It's a July 4th tradition in my neighborhood for the firemen at the local station to use the ladder on their truck to suspend themselves over a crowd of eager kids and toss handfuls of peanuts and candy down below. Thanks to the light clouds and overcast, I didn't have to worry about overexposing the background or underexposing their black uniforms.
Yes, I know. No photographer worthy of the name shoots JPEGs these days. RAW is superior, it’s the only way to go, blah, blah, blah. All that aside, let’s suppose someone did want to shoot JPEGs for whatever reason—say, for example, because JPEGs take up so much less space on an already overcrowded hard drive, because your camera’s RAW format is so new your favorite raw converter doesn’t support it yet, or maybe just because you simply want to shoot without having to later spend time in front of a computer monitor, tweaking file after file. It might even be that you like shooting video with your DSLR, in which case there is no RAW option; the camera applies whatever JPEG rendering style you've set your camera to. If you fall into this iconoclastic group, here are a few tips to help you get the most out of this valid and often necessary file format.

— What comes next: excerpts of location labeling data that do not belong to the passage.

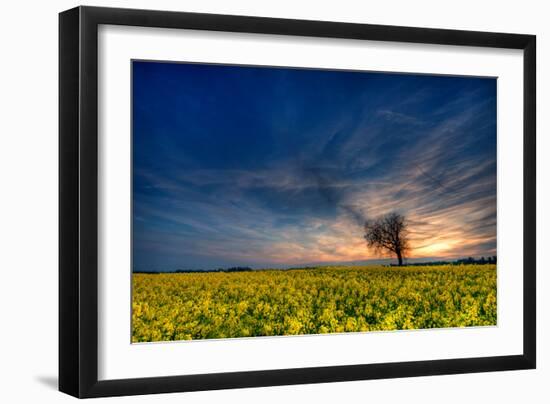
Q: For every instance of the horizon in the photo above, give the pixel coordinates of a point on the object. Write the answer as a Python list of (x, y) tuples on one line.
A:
[(368, 262), (241, 166)]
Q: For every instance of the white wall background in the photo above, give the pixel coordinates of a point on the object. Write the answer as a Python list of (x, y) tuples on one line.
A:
[(28, 206)]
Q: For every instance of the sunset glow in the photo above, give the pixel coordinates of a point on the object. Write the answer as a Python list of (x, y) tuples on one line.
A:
[(274, 167)]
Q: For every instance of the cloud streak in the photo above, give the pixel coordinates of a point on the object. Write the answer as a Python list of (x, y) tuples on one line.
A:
[(281, 167)]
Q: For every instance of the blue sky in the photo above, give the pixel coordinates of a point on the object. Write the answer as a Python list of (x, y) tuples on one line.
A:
[(275, 167)]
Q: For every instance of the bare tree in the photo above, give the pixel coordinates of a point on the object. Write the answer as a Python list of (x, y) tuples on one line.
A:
[(388, 233)]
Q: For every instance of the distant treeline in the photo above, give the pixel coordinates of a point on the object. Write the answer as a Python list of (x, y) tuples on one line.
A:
[(179, 271), (461, 261)]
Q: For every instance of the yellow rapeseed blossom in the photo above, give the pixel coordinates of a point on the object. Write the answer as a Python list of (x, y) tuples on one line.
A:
[(322, 300)]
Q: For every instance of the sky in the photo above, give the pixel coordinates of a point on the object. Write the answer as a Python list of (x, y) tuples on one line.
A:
[(280, 167)]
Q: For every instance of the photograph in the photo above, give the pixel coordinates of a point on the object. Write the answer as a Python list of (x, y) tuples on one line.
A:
[(281, 201)]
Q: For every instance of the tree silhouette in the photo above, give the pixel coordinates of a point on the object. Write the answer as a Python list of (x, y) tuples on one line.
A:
[(388, 233)]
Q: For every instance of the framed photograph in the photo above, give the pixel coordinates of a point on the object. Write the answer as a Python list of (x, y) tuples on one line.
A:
[(251, 201)]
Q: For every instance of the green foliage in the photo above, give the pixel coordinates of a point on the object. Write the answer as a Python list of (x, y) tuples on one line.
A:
[(311, 301)]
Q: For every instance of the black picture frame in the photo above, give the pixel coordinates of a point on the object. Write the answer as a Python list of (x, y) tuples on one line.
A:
[(78, 201)]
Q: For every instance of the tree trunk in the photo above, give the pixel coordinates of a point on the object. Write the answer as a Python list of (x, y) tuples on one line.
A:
[(399, 258)]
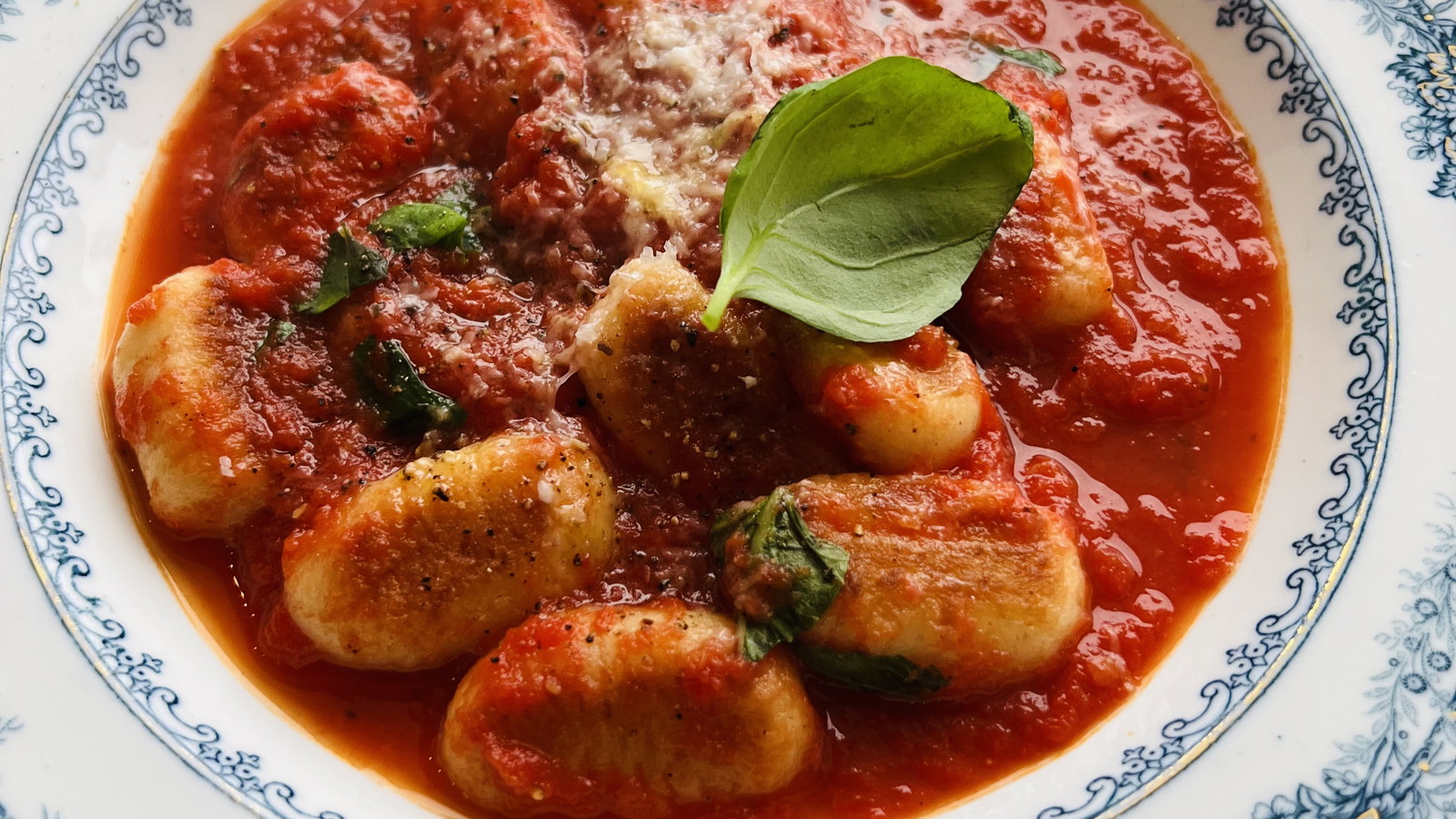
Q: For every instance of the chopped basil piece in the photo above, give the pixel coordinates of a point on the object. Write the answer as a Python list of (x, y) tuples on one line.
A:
[(390, 380), (1045, 62), (794, 574), (441, 223), (865, 201), (417, 225), (349, 266), (892, 676), (278, 331)]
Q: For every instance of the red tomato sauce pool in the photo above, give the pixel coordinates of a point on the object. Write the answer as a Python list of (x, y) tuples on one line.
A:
[(1152, 429)]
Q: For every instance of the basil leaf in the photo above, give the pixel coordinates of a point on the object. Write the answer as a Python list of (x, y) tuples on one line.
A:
[(349, 266), (278, 331), (892, 676), (1045, 62), (390, 380), (798, 574), (865, 201), (459, 197), (441, 223), (419, 225)]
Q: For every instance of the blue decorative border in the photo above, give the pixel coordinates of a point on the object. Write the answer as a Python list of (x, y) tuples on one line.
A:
[(50, 538), (12, 9), (133, 675), (1353, 203), (1405, 767)]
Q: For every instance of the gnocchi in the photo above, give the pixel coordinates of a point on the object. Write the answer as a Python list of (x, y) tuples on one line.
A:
[(450, 551), (626, 710), (181, 401)]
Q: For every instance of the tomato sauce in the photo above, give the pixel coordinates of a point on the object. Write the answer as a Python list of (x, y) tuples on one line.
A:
[(1150, 429)]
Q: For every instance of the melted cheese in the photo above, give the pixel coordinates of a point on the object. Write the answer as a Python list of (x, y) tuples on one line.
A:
[(673, 99)]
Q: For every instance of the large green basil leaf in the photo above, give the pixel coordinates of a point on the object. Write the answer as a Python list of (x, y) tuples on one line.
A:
[(865, 201)]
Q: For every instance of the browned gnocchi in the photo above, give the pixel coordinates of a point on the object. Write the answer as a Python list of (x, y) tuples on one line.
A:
[(179, 379), (628, 710), (450, 551)]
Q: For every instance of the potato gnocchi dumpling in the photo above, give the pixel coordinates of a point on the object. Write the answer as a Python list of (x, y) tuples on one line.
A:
[(713, 411), (450, 551), (182, 405), (1047, 271), (628, 710), (909, 405), (961, 576)]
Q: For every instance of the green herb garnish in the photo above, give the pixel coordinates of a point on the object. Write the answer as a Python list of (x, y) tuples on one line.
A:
[(1045, 62), (278, 331), (349, 266), (419, 225), (892, 676), (441, 223), (390, 380), (865, 201), (779, 550)]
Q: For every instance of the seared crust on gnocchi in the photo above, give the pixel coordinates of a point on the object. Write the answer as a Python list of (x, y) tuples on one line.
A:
[(912, 405), (965, 576), (450, 551), (713, 411), (628, 710), (182, 405)]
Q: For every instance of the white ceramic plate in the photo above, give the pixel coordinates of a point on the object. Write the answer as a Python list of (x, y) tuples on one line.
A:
[(1317, 683)]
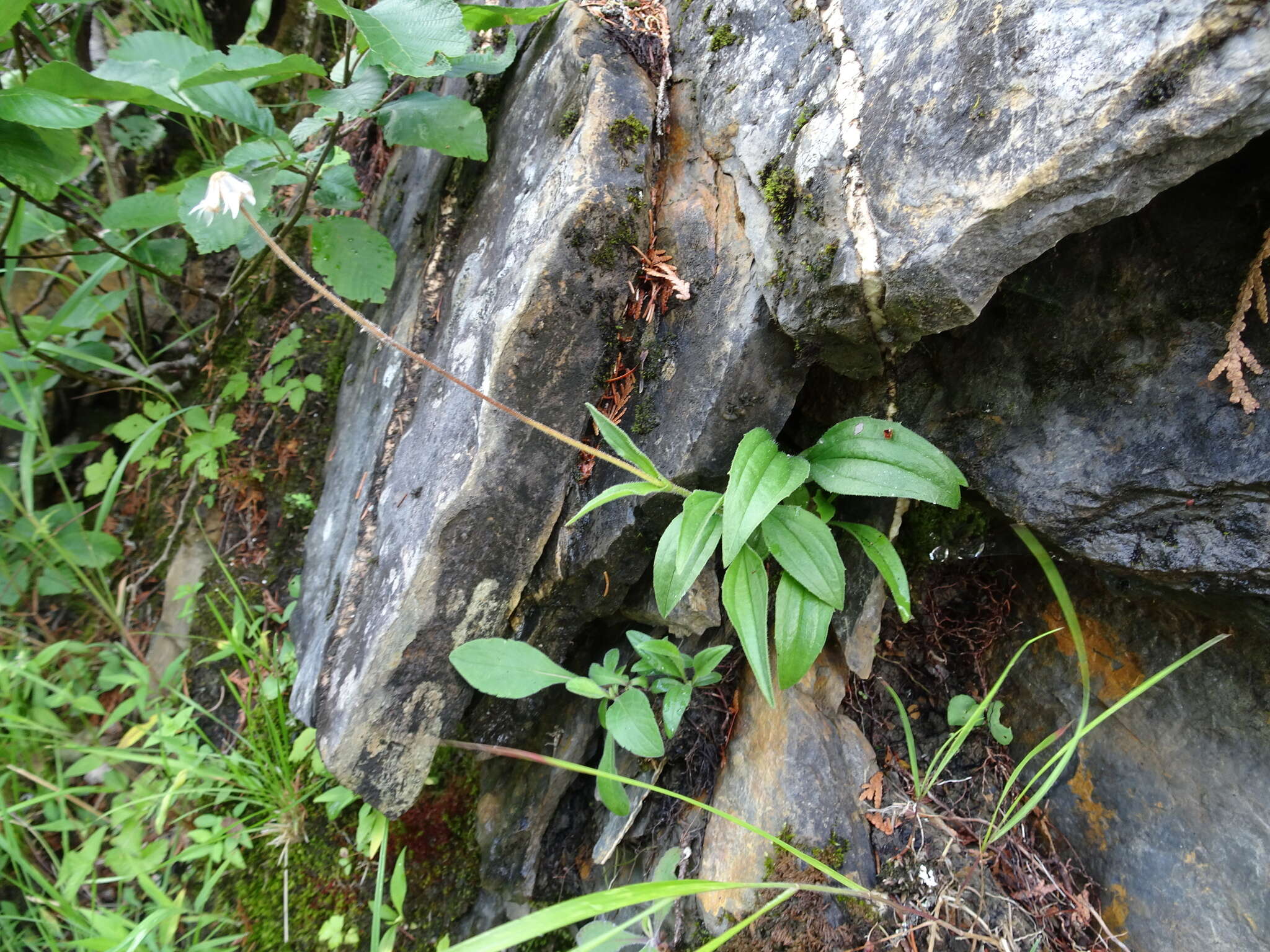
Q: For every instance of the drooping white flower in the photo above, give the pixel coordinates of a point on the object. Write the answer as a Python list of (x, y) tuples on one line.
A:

When you shoot JPEGs, what you see is pretty much what you’re going to get. Exposure, white balance, contrast, and sharpening are baked into the file. Anything other than minor tweaks can therefore cause the image to degrade noticeably. That means you need to make sure the settings you’re using are the ones you really want and appropriate to the light source. The upside to applying this much care and attention up-front is that you won’t have to do it later.
Shoot at maximum quality.
You’re saving so much file space by shooting JPEGs that there’s no point going overboard. Shoot at maximum resolution and minimum compression. If need be, you can always reduce the pixel dimensions and/or increase the compression later, and you won’t need sophisticated or expensive software to do it.
Get the white balance right.
This is a follow-up to my first tip. You really have to have a feel for how well your camera’s white balance settings handle various lighting conditions. When you’re shooting under tungsten lights is the tungsten setting too warm? If the lights are fluorescents is the fluorescent setting too green, magenta, or blue? Are the “cloudy” or “shade” settings too warm? Do you know how to perform a custom white balance to correct for this? The minute of extra effort you put into getting the white balance right from the start can save you hours of regret later.
In contrast to RAW files, which allow you to adjust the sharpening in post-production according to your preference, JPEG sharpening is applied in-camera and can’t be reduced if it’s too high. How can you can tell if it’s too high? Look for a halo effect between high-contrast edges when you view the file at 100%. If it’s obvious it’s too high. Turn it down. If it’s barely noticeable you’re probably okay. If in doubt, set it to the minimum.
Reduce the contrast setting in high-contrast situations.
The default for most JPEG renderings is for “snappy” contrast because that’s what most people like—that is, until they notice that most of the photos they shoot on bright sunny days have bleached highlights and blocked shadows. If you notice your camera doing this and it’s set to Standard, Vivid, Bright, or something similar, try either reducing the contrast setting for your rendering of choice or switching to a lower-contrast rendering such as “neutral” or “faithful.” A couple of clicks is usually all it takes to tone things down a bit.
Develop a tolerance for slight over-exposure.
There’s no getting around the fact that JPEG is an 8-bit file format. That means it simply can’t record as wide a dynamic range of tones as a 14-bit RAW file. If you shoot a scene that has a brightness range that exceeds what the JPEG format can record then something has to give, either the shadows or the highlights. If I’m shooting a scene that has bright but small highlights with not much useful image detail then I let them clip. As you can see from the accompanying photo example, the alternative is a photograph that looks underexposed.
So there you have it. I think I’ve covered all the most useful tips but if you’ve got anything of value to contribute please feel free. And if you feel obliged to preface your suggestion with “I never shoot JPEGs myself, but…” trust me, I will understand.